18 Février 2013 , Rédigé par Jean-Marie Allain Publié dans #SOCIETE

Mon questionnement sur l’opportunité d’un second crématorium a reçu l’écho de la Voix du Nord que je remercie ainsi que de l’entreprise Frère que je remercie également.

Cette dernière m’a  communiqué des éléments  d’information qui font apparaître en réalité deux projets concurrents : celui de la commune de Maubeuge sur le site de la Petite Savate (et qui suscite des contestations de riverains) et le sien, organisé autour d’une extension du crématorium d’Hautmont mais qui ne semble pas soulever l’enthousiasme de la municipalité.

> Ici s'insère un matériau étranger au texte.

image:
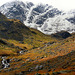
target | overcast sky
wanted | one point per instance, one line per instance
(60, 4)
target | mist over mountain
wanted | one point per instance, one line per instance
(43, 17)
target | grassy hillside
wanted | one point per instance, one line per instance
(42, 54)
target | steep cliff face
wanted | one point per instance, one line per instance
(12, 28)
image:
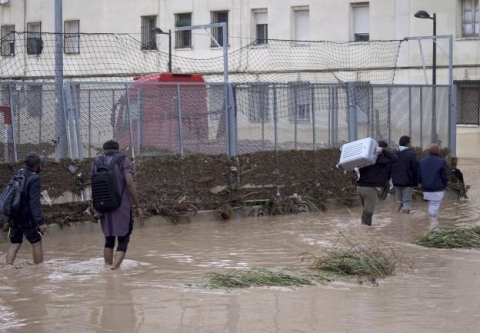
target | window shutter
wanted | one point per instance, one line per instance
(301, 25)
(261, 18)
(361, 23)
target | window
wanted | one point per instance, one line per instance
(302, 24)
(217, 33)
(149, 41)
(468, 102)
(361, 23)
(259, 103)
(470, 18)
(183, 39)
(34, 100)
(300, 101)
(261, 28)
(34, 38)
(8, 40)
(72, 37)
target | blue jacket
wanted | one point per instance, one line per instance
(30, 206)
(404, 171)
(433, 173)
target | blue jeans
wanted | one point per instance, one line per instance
(404, 196)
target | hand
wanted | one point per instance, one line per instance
(43, 228)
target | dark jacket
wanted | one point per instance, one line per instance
(405, 170)
(30, 207)
(377, 175)
(433, 173)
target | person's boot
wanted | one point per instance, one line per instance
(397, 208)
(367, 218)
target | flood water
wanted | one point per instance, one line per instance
(159, 288)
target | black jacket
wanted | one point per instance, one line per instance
(433, 173)
(30, 206)
(404, 171)
(377, 175)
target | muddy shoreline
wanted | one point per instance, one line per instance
(172, 186)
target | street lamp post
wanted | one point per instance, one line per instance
(424, 15)
(169, 33)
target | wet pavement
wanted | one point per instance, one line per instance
(159, 287)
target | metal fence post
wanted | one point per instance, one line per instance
(421, 117)
(434, 114)
(262, 110)
(232, 121)
(179, 112)
(275, 117)
(127, 87)
(352, 112)
(314, 132)
(295, 115)
(389, 115)
(452, 124)
(410, 111)
(90, 123)
(12, 125)
(76, 121)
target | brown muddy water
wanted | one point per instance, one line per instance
(158, 288)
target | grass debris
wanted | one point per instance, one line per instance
(371, 262)
(452, 237)
(261, 277)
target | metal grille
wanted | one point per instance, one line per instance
(468, 102)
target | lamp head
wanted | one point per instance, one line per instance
(422, 14)
(156, 30)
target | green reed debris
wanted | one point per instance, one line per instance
(237, 278)
(371, 262)
(452, 237)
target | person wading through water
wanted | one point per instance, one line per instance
(118, 224)
(29, 221)
(371, 177)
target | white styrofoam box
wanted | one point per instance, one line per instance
(358, 154)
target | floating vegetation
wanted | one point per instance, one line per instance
(261, 277)
(357, 254)
(369, 262)
(453, 237)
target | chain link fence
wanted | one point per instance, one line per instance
(468, 102)
(301, 115)
(190, 118)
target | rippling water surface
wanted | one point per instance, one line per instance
(159, 288)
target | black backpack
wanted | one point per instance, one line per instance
(105, 194)
(12, 193)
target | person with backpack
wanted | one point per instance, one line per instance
(113, 191)
(404, 175)
(27, 220)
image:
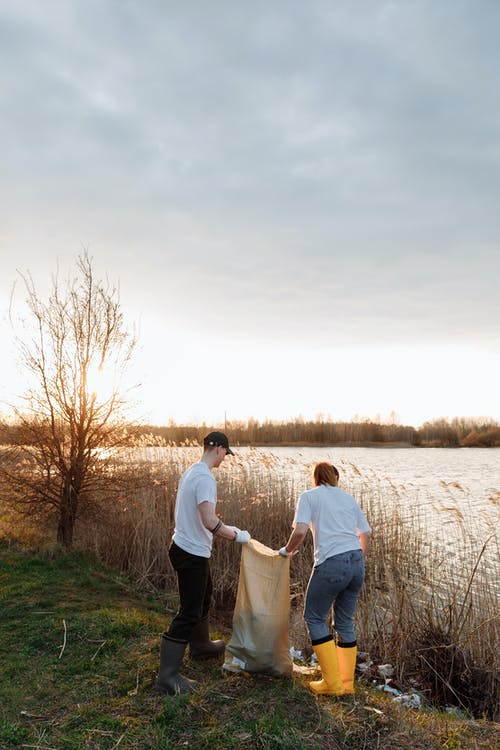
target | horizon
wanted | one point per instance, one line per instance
(313, 233)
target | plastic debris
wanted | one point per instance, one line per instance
(410, 699)
(233, 664)
(385, 670)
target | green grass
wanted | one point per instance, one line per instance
(78, 655)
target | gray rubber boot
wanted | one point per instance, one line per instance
(169, 680)
(200, 645)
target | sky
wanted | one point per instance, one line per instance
(299, 201)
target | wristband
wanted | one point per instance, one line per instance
(216, 528)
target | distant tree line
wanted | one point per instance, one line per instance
(457, 432)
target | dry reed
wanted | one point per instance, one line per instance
(429, 605)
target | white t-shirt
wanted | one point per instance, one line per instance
(334, 518)
(197, 485)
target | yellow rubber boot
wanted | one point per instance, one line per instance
(347, 665)
(330, 684)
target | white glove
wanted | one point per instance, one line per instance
(242, 537)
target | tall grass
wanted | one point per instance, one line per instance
(429, 605)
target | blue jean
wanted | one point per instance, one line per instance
(336, 582)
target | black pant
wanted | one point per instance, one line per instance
(195, 592)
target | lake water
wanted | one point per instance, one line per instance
(456, 490)
(465, 478)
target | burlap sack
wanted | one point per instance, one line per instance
(260, 641)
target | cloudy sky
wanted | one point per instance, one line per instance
(300, 201)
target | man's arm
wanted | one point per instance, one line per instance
(210, 521)
(364, 540)
(296, 538)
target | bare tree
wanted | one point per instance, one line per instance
(65, 420)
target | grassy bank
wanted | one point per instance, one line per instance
(79, 651)
(429, 607)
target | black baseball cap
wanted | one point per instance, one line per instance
(218, 438)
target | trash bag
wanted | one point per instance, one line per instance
(260, 640)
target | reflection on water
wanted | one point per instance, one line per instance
(456, 491)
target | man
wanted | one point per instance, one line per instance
(196, 524)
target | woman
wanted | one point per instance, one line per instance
(341, 536)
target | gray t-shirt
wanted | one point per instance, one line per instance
(334, 518)
(197, 485)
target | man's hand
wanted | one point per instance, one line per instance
(242, 537)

Ce projet de la société Frère semble pourtant intéressant dans la mesure où d’une part il reste ouvert à un partenariat avec les autres opérateurs funéraires et d’autre part l’amortissement du bâtiment actuel permet de maintenir la taxe de création à un niveau raisonnable.

Regrettons une nouvelle fois le retard qu’accuse notre territoire sur un sujet pourtant de premier ordre puisqu’il touche à l’aménagement du territoire et espérons que la nouvelle intercommunalité permettra de gagner en cohérence et surtout de mobiliser davantage les élus.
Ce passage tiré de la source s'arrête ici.